Between work, family, kids, and activities, life is already busy. Then we throw in a crazy 5 week period of chaos, fun, stress, and adventure, and yet, somehow we think this is the year that we aren’t going to stress and we’ll always speak kindly to our spouse or significant other.
But it’s inevitable.
At some point, you’re going to be on the brink of losing it.
So how do you manage to show kindness when you’re stressed to the max?
First off, realize that the goal is not to eliminate conflict but to effectively deal with it.
Dr. John Gottman, one of the leading psychological researchers who studies what makes couples stay married versus divorce, found that relationships with a ratio of 5 positive interactions to each negative interaction had a much better success rate than couples who only had 1 positive interaction to each negative interaction.

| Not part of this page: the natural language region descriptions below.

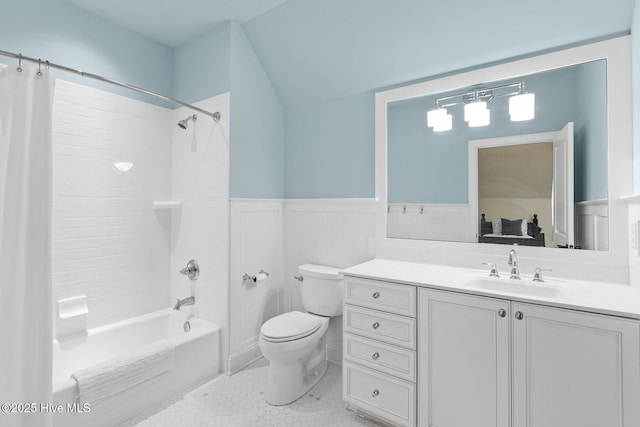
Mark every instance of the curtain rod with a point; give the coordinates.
(20, 57)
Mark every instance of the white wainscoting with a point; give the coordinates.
(333, 232)
(592, 225)
(431, 222)
(256, 243)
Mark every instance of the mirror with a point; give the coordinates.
(440, 183)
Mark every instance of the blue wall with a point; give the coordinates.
(329, 149)
(431, 167)
(223, 60)
(55, 30)
(202, 66)
(310, 128)
(257, 125)
(219, 61)
(591, 154)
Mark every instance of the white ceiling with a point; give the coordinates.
(316, 50)
(173, 22)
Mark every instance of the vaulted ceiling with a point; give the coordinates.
(318, 50)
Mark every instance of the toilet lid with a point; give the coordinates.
(290, 326)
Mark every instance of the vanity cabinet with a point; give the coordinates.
(414, 355)
(488, 362)
(463, 360)
(379, 345)
(574, 369)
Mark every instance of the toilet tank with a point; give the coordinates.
(321, 289)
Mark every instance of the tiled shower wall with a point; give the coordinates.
(108, 243)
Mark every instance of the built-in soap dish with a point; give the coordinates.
(166, 204)
(72, 316)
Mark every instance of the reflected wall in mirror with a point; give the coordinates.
(433, 195)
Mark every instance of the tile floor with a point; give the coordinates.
(238, 400)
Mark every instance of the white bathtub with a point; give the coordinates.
(197, 358)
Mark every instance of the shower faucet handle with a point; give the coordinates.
(192, 270)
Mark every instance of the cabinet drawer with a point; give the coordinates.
(399, 299)
(390, 328)
(378, 394)
(386, 358)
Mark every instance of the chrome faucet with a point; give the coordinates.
(185, 301)
(513, 262)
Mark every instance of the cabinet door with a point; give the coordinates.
(463, 351)
(574, 369)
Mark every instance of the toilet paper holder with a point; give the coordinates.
(255, 278)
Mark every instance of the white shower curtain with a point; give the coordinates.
(26, 100)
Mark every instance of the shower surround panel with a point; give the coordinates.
(111, 159)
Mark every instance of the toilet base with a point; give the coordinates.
(291, 382)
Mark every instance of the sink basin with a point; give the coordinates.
(517, 287)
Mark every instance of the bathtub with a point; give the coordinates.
(197, 358)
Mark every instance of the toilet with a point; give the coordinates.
(294, 342)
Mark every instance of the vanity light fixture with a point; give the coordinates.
(522, 107)
(439, 119)
(476, 111)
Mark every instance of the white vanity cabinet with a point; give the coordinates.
(463, 360)
(574, 369)
(379, 345)
(488, 362)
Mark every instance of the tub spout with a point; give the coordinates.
(185, 301)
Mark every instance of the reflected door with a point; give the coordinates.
(562, 199)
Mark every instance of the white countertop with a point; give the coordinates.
(603, 298)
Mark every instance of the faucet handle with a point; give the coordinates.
(537, 275)
(494, 269)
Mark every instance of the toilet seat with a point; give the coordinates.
(290, 326)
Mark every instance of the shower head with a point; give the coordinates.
(184, 123)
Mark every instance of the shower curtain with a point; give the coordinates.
(26, 102)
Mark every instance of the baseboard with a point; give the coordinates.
(334, 352)
(239, 360)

Gottman says there are four types of negative interactions: criticism, defensiveness, contempt, and stonewalling.
Criticism is when we attack a person rather than communicating how we feel about what they said or did.

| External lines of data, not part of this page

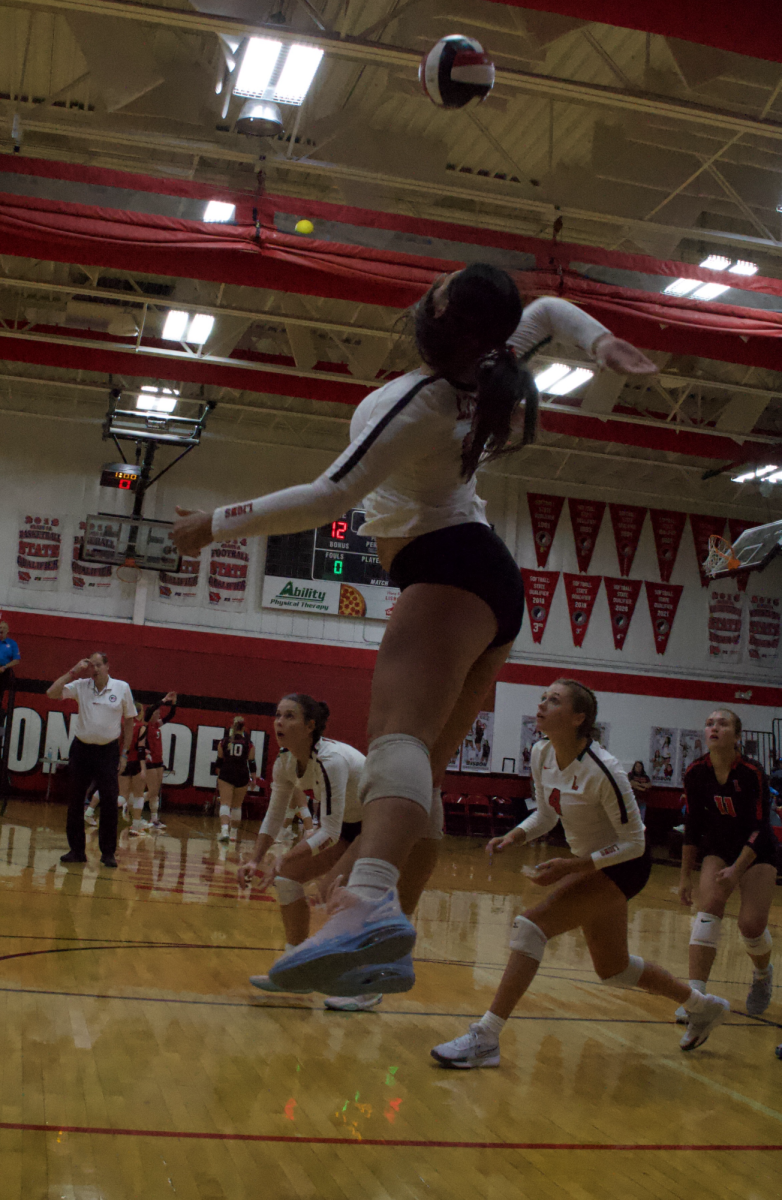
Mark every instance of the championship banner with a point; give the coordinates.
(703, 527)
(585, 517)
(764, 629)
(539, 589)
(89, 577)
(38, 553)
(726, 621)
(543, 514)
(228, 564)
(627, 521)
(182, 587)
(582, 592)
(663, 600)
(667, 528)
(623, 597)
(735, 528)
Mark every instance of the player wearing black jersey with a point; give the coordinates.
(728, 821)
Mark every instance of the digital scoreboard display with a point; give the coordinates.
(336, 552)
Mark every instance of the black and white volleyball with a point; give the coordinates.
(456, 72)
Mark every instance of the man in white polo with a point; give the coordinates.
(98, 751)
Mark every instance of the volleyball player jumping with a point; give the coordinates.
(581, 784)
(416, 445)
(727, 819)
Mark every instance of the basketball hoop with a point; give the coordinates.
(720, 557)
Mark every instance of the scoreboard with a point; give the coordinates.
(336, 552)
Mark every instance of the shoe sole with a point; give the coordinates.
(455, 1065)
(324, 971)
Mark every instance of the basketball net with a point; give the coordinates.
(720, 557)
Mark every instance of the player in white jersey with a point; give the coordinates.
(581, 784)
(415, 447)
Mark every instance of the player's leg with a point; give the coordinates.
(757, 887)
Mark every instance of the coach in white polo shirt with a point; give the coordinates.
(102, 735)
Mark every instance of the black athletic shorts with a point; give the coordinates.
(631, 876)
(350, 831)
(470, 557)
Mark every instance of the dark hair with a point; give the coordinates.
(584, 701)
(467, 345)
(314, 711)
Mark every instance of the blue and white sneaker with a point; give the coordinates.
(364, 933)
(479, 1048)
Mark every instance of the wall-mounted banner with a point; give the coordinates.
(726, 621)
(764, 629)
(667, 528)
(703, 527)
(182, 587)
(663, 600)
(38, 553)
(585, 517)
(627, 521)
(623, 597)
(329, 599)
(539, 589)
(94, 579)
(543, 514)
(735, 528)
(228, 565)
(582, 592)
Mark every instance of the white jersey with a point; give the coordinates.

Defensiveness is when we are in the midst of a tough conversation and instead of actually taking the time to listen and consider their point of view, we are focused on how we will respond and argue our point.
Contempt is when we are simply disrespectful and shows up various ways: eye rolling, sarcasm, using the word “whatever” to show that we don’t care about their feelings/opinions.

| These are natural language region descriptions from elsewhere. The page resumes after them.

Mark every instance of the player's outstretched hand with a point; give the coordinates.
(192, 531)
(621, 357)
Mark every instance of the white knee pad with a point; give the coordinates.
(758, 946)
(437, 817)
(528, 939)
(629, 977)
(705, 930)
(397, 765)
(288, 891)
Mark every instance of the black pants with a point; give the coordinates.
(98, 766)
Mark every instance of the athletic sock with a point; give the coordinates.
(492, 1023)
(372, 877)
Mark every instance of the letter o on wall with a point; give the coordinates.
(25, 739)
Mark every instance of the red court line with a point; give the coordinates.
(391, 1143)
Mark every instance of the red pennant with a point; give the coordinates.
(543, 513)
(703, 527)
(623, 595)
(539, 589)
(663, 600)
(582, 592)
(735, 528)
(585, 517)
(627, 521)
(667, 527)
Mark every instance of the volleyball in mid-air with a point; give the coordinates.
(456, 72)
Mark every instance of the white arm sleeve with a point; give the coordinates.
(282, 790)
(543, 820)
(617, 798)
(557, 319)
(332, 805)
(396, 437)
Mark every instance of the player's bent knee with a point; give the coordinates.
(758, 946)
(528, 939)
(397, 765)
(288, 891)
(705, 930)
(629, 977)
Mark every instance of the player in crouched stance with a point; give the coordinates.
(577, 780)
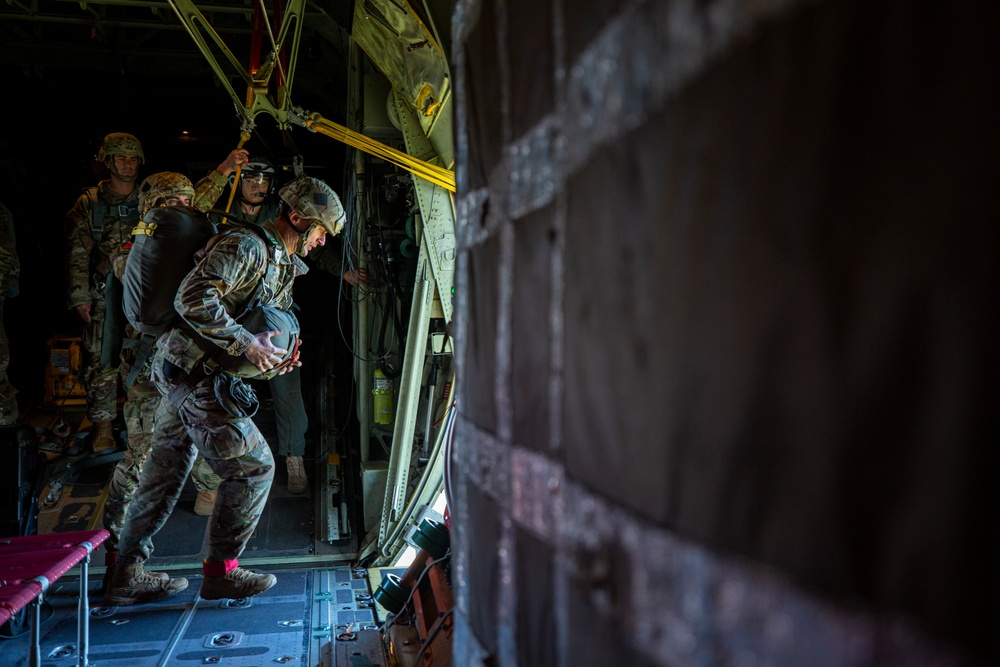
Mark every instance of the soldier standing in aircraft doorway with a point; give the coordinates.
(101, 219)
(259, 205)
(207, 409)
(141, 395)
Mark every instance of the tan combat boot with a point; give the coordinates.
(131, 584)
(205, 502)
(103, 439)
(110, 559)
(297, 482)
(235, 584)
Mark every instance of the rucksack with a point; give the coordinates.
(162, 254)
(163, 248)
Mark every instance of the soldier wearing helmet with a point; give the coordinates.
(142, 398)
(209, 412)
(259, 204)
(167, 188)
(98, 230)
(100, 222)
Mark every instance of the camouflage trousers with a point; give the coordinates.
(234, 449)
(141, 401)
(8, 395)
(289, 413)
(101, 383)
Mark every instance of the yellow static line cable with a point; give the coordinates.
(236, 179)
(433, 173)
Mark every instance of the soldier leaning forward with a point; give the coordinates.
(208, 410)
(100, 221)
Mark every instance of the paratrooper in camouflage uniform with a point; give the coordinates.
(10, 269)
(202, 412)
(256, 197)
(89, 263)
(163, 189)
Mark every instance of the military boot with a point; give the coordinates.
(110, 559)
(103, 439)
(235, 584)
(131, 584)
(297, 481)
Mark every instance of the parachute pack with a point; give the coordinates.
(162, 254)
(163, 248)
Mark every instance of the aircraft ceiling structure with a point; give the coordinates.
(44, 38)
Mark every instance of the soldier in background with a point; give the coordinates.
(141, 396)
(258, 204)
(10, 269)
(100, 221)
(210, 413)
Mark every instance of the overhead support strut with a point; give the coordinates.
(278, 106)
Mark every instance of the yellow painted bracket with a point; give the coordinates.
(259, 99)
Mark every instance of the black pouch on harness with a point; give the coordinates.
(235, 396)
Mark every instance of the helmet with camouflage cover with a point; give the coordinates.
(315, 200)
(158, 187)
(120, 143)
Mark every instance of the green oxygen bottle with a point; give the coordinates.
(382, 391)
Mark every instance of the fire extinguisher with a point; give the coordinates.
(382, 391)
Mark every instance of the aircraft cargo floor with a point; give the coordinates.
(293, 623)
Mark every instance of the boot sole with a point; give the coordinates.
(117, 601)
(221, 596)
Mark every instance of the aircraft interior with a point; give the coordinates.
(678, 343)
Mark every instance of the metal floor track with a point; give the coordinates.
(294, 623)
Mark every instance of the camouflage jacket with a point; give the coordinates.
(208, 190)
(213, 186)
(205, 195)
(83, 258)
(217, 291)
(10, 265)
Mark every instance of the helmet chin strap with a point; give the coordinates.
(303, 235)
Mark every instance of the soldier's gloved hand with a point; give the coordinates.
(237, 158)
(262, 353)
(83, 310)
(294, 361)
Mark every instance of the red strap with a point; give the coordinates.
(219, 569)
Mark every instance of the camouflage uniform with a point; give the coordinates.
(86, 262)
(141, 400)
(10, 269)
(221, 284)
(290, 415)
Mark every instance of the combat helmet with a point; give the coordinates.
(120, 143)
(258, 167)
(157, 187)
(315, 200)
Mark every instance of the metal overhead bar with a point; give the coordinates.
(259, 100)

Stonewalling is when we will not engage with our partner as they attempt to communicate their feelings and we put on that blank face and tune out their words.
We all have innate tendencies in how we respond to our partner and sometimes we either don’t have the energy/desire to work on responding with kindness or perhaps it seems too difficult to change your behavior. Maybe your parents always fought a certain way and using negative reactions is your default.
We understand it isn’t easy! But it is worth it!
Your marriage, your relationship is worth the work. It’s worth choosing a kind word, giving a listening ear, taking the time to truly hear what they are saying. Simply smiling, showing that you care that they had a hard day, not expecting them to want to talk about Christmas presents just because there is a perfect gift that Must Be Purchased NOW. Give space, Be Present, Speak Softly, Have a Gentle Posture Toward the One You Love Most.
No holiday season is perfect.
But when we respond with kindness & grace to one another we end up with less stress than we began with.